Etienne Dumont

CRITIQUE D'ART

Né en 1948, Etienne Dumont a fait à Genève des études qui lui ont été peu utiles. Latin, grec, droit. Juriste raté, il a bifurqué vers le journalisme. Le plus souvent aux rubriques culturelles, il a travaillé de mars 1974 à mai 2013 à la "Tribune de Genève", en commençant par parler de cinéma. Sont ensuite venus les beaux-arts et les livres. A part ça, comme vous pouvez le voir, rien à signaler.

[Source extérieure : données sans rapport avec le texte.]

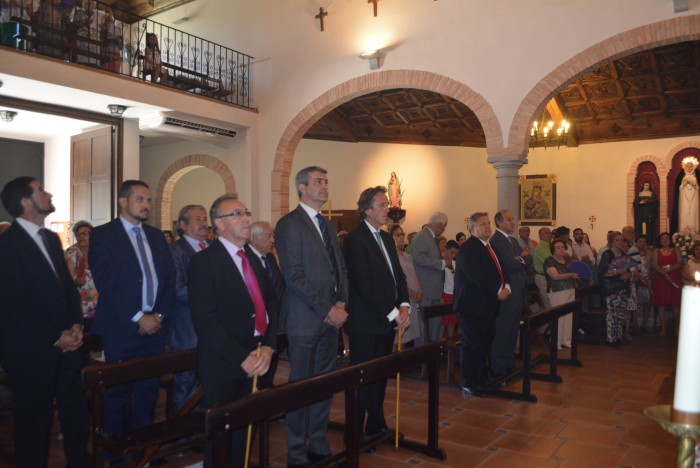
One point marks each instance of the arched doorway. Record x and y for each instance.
(175, 172)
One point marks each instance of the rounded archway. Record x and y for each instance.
(356, 87)
(175, 172)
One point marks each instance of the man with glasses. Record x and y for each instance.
(135, 276)
(313, 308)
(234, 311)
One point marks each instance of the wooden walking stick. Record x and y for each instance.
(250, 426)
(398, 387)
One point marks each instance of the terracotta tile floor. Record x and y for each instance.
(594, 418)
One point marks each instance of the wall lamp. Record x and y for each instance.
(116, 109)
(7, 116)
(374, 57)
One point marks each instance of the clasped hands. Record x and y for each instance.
(336, 316)
(71, 339)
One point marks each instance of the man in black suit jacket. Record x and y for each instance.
(313, 308)
(515, 262)
(377, 288)
(480, 284)
(233, 310)
(134, 273)
(42, 328)
(192, 225)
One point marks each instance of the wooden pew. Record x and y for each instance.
(140, 445)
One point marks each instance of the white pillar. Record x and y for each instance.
(507, 177)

LIVRE/Jura Brüschweiler révèle "Hodler érotique". Cela reste très sage

Crédits: DR

«Hodler érotique». Faites bien attention à l'adjectif. Il ne s'agit ni de pornographie, ni de grivoiserie. Le dernier livre de Jura Brüschweiler, grand spécialiste de l'artiste suisse depuis les années 1950, n'entend pas montrer ce qu'on eut jadis appelé «l'enfer» du peintre. Il analyse les dessins les plus explicites trouvés ça et là dans les carnets du Genevois d'adoption, tout en les liant à la vie sentimentale plutôt agitée de l'homme. Hodler (1853-1918) a été marié deux fois, la première de manière éphémère et la seconde en se retrouvant sous la coupe de madame. Deux de ses maîtresses lui ont donné des enfants avant d'être victimes de maladies mortelles. Et il y a eu toutes les autres...

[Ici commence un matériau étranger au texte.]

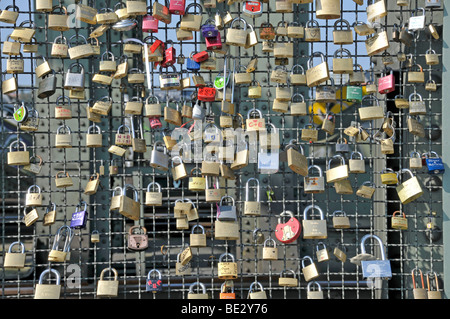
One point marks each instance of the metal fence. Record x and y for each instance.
(420, 246)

Rien donc de choquant dans ces «origines du monde», pour reprendre le titre de la toile de Courbet aujourd'hui exposée à Orsay. Un tableau qu'Hodler n'avait bien sûr jamais vu. Le Suisse n'est ni Klimt, ni Schiele, pour citer deux de ses contemporains. Brüschweiler a ainsi retrouvé 250 dessins très privés à peine dans les quelque 12 000 pages de carnet conservées. Il faut dire qu'il y a sans doute eu des disparitions. Berthe Hodler, morte en 1957 seulement, a sans doute fait disparaître bien des choses. Quand Brüschweiler avait été lui rendre visite vers 1950, dans l'appartement conjugal du quai du Mont-Blanc, il avait été fort mal reçu par celle que Hodler appelait son «élégante moitié». A son départ, celle-ci avait dit bien haut à sa bonne: «Vous me rappellerez de brûler les carnets qui sont au grenier.»

Fortes pulsions 

Ce qui subsiste semble donc marginal. Un peu comme pour Turner, dont les œuvres érotiques viennent également de paraître en français (grâce à Alain Jaubert chez Cohen & Cohen). L'intéressant est de relier ces croquis aux aléas d'une vie où le désir de réussite bourgeoise s'alliait à un gros appétit des sens. Hodler y allait parfois carrément, comme avec l'épouse du grand peintre allemand Lovis Corinth. Celle-ci a plus tard racontés les assauts subis. On parlerait aujourd'hui de harcèlement sexuel. Notons cependant que les 237 carnets (il en est apparu quatre autres depuis) ont tout de même fini vendus par Berthe au Musée d'art et d'histoire. La dame avait toujours été âpre au gain. «La caisse, c'est moi», aimait-elle répéter à son défunt époux. 

Inachevé, mais très clair, le texte de Jura Brüschweiler aurait pu rester à l'état de manuscrit à la mort de son auteur en 2013. La persévérance de Niklaus Manuel Güdel et l'intérêt de l'éditeur Luca Notari en ont fait un rescapé. Les Archives Jura Brüschweiler, auxquelles collaborent de jeunes historiens de l'art, sont par ailleurs là pour faire fructifier un héritage. Ce premier volume, d'une lecture facile, fait bien augurer de la suite. Elle devrait comprendre les essais esthétiques et ce qui subsiste de la correspondance du peintre. Le tout prendra place dans la collection «Hodleriana», qui connaît ici son volume No 1.

Pratique

«Hodler érotique», de Jura Brüschweiler, préface de Niklaus Manuel Gudel, aux Editions Notari, 160 pages.

Photo (DR): L'un des très nombreux autoportraits de Ferdinand Hodler (détail).